Batik block printing however requires a different skill even though it is still hand made batik. The rhythmic patterns of a batik block can create outstanding batiks – and the art of making a batik block is a skill on its own. Batik block makers are artisans themselves, and often specialize in making batik blocks and not the same artisans who design and make batik textiles.
A batik block maker, Abdul Ghani Mat was awarded a title of Master Artisan by Kraftangan Malaysia for his creative and highly skilful work in hand tooling copper batik blocks. In our previous blog, we had mentioned that the owner of Ayu Batik in Kelantan has a collection of over 5000 batik blocks dating over several decades, which form an important archive of the creative history of Malaysian batik patterns.
In a block print batik, the canting tool is replaced by a hand tooled copper block that is designed with the patterns or motifs that will be repeated on the cloth to create a piece of batik. Sometimes a wooden stamp is used that has a carved patterned bottom.
The block is dipped into the wax and printed onto the fabric, which is then dip-dyed. Then the wax will be removed and batik with single color is produced. To create multi-colors and complex batik, waxing with different blocks, dying and de-waxing have to be done many times.
In Kelantan, the heart of the Malaysian batik industry, we visited a batik block workshop. We were pleasantly surprised to see three industrious young men including the owner, creating intricate copper batik blocks for batik artists and designers in Malaysia. The owner started his own batik block making business after being trained as a block batik artisan himself. The workshop was strategically located in an area with clusters of batik workshops and ateliers including Ruzz Gahara.

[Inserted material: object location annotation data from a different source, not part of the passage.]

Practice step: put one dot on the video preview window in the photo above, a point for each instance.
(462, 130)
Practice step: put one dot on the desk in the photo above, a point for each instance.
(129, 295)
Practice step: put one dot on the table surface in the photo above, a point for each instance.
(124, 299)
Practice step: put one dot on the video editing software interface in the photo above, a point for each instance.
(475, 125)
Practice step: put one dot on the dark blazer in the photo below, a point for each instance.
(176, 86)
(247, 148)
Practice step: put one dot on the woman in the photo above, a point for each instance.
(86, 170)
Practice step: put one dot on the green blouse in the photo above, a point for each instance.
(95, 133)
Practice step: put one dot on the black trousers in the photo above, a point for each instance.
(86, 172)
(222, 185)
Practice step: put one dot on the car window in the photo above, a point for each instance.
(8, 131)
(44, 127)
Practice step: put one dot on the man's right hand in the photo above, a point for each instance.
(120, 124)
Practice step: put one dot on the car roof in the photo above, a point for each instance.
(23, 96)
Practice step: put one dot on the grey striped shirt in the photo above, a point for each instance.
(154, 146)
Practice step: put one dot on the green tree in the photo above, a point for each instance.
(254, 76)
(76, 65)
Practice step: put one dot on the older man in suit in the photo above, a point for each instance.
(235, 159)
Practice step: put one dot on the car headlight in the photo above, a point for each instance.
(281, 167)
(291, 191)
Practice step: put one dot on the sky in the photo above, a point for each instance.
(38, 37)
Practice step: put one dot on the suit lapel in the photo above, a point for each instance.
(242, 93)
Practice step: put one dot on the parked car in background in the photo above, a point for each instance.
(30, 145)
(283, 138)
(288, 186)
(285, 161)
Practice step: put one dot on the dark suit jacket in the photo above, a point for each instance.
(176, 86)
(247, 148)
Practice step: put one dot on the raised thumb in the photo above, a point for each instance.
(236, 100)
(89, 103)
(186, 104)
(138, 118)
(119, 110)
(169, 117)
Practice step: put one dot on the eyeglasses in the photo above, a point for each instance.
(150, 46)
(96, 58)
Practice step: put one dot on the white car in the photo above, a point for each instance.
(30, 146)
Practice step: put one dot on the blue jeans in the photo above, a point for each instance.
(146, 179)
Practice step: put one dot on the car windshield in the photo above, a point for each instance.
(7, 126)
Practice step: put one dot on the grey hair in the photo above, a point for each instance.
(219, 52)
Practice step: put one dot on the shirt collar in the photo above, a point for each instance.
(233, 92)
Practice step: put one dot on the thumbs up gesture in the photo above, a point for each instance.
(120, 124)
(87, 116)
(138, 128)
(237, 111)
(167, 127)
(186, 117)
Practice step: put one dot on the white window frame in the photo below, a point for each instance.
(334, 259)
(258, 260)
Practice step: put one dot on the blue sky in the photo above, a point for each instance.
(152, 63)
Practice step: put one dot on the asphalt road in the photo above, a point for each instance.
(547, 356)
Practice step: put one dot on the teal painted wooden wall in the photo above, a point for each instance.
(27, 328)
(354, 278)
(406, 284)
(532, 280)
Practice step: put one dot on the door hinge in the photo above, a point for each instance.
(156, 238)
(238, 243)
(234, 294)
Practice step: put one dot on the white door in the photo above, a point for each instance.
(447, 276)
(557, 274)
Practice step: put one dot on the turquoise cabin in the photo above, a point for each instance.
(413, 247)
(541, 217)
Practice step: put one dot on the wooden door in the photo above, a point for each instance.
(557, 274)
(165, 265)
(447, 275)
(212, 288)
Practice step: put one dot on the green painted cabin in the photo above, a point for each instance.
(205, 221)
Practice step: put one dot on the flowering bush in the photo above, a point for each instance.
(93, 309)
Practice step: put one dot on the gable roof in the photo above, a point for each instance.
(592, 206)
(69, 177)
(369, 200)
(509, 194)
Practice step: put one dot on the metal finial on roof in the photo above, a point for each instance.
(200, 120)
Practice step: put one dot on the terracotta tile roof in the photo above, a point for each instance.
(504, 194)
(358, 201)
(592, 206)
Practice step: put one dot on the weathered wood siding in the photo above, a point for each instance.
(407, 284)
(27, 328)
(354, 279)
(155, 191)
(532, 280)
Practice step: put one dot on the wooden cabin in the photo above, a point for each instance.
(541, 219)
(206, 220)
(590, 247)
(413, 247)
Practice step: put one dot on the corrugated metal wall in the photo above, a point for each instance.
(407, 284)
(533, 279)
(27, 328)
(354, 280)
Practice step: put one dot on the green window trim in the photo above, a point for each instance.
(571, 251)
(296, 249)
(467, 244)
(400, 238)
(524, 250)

According to the enterprising young man, he noticed a constant demand for batik blocks from batik artisans and designers. He decided to open a small workshop of his own and started training batik block makers amongst the youths in the village who were interested. His workshop is a simple hut shaded under a few trees, next to a narrow dirt lane that was a bit too small for a car to go through. The hut was nestled in a small village, tucked away from the main road, the idyllic silence around them only broken once in a while with the sounds of children playing in the neighborhood or stray chickens looking for food.
The making of batik blocks requires as much concentration as making the batiks themselves. Using blow torches and a myriad of hand tools, the batik block “boys” painstakingly cut, bend and meld small parts of copper that gradually expand to resemble the full picture of patterns and motifs provided by artists for customized block prints.
Depending on the intricacy of the motifs, one batik block can take up a few days to a few weeks to make and the cost will also depend on the motifs. The batik block young artisans looked up briefly from their work when we went in before focusing once again on bits of copper on their tables. They looked like any teenagers on the streets, wearing sneakers, jeans and t-shirts – we would not have guessed that they were traditional artisans if we had bumped into them outside the workshop. We asked one of them when he had started making batik blocks, he told us he was 16 when he started. For them, continuing the tradition was a way of life in the village.